We are writting our own distribution platform, which for the most part, works well with HLS on iOS/macOS/Safari. However, in trying to generate DASH-compatible playlist files, we noticed that the fMP4s mediafilesegmenter generates have a non-0 `tfdt` box (the track decode time) for the first segment. Typically, we've seen this value be exactly 10 seconds (seen in video), but sometimes it can also be 9.945 seconds as well (seen in audio), so we were wondering what the reason for this was. Would it be a bad idea to "correct" this value to 0 for the first segment, and adjust downstream segments accordingly? Is the first segment's `tfdt` actually dependent on the source?


Thank you for any insight you may be able to provide,

Dimitri

Accepted Reply

Seems like all my questions were answered in https://developer.apple.com/videos/play/wwdc2020/10011

Basically, audio and video tracks are moved forward by ~10seconds to account for audio priming, and although audio timing is started earlier, HLS waits for the first track of video to start before starting it’s presentation clock.

Replies

Seems like all my questions were answered in https://developer.apple.com/videos/play/wwdc2020/10011

Basically, audio and video tracks are moved forward by ~10seconds to account for audio priming, and although audio timing is started earlier, HLS waits for the first track of video to start before starting it’s presentation clock.
HLS segments, even in VOD assets, come from a wide variety of sources. This includes VODs "recorded" from live streams and excerpts from longer assets (clips). In general HLS clients cannot assume any relationship between the media timestamp of the first segment (tfdt in fmp4, ES PTS in MPEG2-TS, clock time in WebVTT) and presentation time.
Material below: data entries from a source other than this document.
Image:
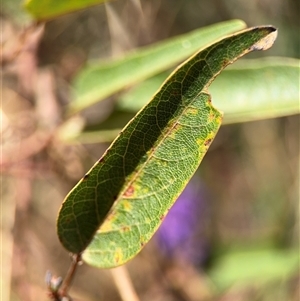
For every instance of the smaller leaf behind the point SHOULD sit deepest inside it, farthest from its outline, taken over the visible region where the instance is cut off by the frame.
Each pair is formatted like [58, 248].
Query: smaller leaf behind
[48, 9]
[100, 80]
[132, 187]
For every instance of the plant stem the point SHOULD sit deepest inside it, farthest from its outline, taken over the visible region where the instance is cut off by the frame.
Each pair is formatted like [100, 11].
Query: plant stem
[76, 258]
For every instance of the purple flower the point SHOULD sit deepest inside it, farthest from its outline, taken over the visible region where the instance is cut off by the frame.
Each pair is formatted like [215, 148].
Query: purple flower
[179, 236]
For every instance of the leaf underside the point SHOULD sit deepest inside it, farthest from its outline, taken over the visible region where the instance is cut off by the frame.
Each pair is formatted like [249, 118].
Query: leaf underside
[119, 204]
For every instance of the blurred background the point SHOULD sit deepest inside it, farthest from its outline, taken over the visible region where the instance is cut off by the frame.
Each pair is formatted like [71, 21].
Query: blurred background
[234, 232]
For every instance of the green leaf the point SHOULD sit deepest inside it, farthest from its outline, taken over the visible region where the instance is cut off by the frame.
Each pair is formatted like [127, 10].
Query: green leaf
[101, 80]
[248, 90]
[119, 204]
[48, 9]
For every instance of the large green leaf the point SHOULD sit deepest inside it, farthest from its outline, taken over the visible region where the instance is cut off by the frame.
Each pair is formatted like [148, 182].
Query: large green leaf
[119, 204]
[101, 80]
[248, 90]
[47, 9]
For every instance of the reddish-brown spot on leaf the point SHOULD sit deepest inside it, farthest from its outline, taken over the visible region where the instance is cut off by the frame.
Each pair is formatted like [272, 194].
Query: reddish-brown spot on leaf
[207, 142]
[85, 177]
[129, 192]
[125, 229]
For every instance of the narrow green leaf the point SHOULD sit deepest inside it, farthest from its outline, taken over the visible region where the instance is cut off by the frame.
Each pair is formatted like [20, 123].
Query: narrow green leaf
[116, 208]
[248, 90]
[101, 80]
[48, 9]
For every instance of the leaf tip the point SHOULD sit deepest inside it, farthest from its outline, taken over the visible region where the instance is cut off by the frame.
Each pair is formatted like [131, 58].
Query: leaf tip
[267, 41]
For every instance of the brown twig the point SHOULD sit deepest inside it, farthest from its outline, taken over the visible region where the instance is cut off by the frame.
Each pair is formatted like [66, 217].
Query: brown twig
[63, 292]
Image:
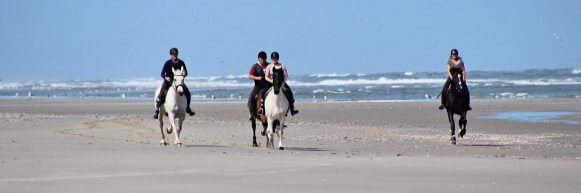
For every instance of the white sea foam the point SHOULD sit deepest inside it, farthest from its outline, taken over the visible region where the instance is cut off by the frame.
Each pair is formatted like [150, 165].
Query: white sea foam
[322, 75]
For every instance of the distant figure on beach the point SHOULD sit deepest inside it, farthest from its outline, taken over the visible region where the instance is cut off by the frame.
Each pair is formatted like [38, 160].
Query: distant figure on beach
[274, 56]
[455, 65]
[167, 74]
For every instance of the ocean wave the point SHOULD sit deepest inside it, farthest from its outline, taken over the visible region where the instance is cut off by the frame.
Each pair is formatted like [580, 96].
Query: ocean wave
[379, 81]
[322, 75]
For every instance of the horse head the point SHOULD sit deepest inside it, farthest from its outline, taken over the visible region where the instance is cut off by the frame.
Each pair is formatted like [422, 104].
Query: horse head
[178, 81]
[277, 79]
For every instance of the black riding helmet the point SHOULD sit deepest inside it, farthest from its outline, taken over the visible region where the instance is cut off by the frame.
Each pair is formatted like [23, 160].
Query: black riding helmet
[173, 51]
[454, 51]
[262, 54]
[274, 56]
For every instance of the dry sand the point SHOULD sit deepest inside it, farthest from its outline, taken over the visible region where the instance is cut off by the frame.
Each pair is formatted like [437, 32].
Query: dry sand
[106, 145]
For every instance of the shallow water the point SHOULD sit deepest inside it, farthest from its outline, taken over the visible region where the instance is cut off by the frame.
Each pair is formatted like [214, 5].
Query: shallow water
[536, 117]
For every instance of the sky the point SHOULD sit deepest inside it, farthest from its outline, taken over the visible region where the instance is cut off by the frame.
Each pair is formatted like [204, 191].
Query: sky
[115, 39]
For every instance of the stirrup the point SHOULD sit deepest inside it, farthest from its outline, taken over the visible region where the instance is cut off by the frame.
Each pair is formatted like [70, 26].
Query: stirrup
[156, 114]
[294, 112]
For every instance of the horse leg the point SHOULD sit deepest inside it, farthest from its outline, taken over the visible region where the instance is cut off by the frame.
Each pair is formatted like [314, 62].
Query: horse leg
[180, 124]
[452, 127]
[264, 127]
[280, 132]
[269, 134]
[253, 121]
[462, 123]
[172, 120]
[162, 142]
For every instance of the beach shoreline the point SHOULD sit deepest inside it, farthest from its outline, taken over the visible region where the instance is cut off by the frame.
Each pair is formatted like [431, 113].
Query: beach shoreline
[111, 145]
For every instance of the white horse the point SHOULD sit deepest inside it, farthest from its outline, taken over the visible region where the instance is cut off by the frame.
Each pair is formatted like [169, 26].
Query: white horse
[174, 107]
[276, 107]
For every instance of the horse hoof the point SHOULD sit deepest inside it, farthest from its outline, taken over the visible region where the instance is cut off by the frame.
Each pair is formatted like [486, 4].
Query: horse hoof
[462, 133]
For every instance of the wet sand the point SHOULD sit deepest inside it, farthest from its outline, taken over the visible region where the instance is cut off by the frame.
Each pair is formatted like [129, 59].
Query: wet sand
[107, 145]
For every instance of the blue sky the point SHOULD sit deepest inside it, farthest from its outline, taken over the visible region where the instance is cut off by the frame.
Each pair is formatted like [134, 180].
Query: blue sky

As a reference tool, mediafilesegmenter is intended to support interoperability. Creating example streams that do not start at media timestamp 0 by default helps reinforce the fact that in general they do not. This initial value is hard-coded and does not depend on the input file.

It won't harm HLS playback to start the first segment at timestamp 0. So if there's some non-HLS reason to do so, go ahead and do that. Maybe double-check that it's really necessary first though.
Thank you for clarifying! Up until now, I was hard coding it in out other players, but since we control the whole pipeline for our media, it’s good to know that we can simplify things.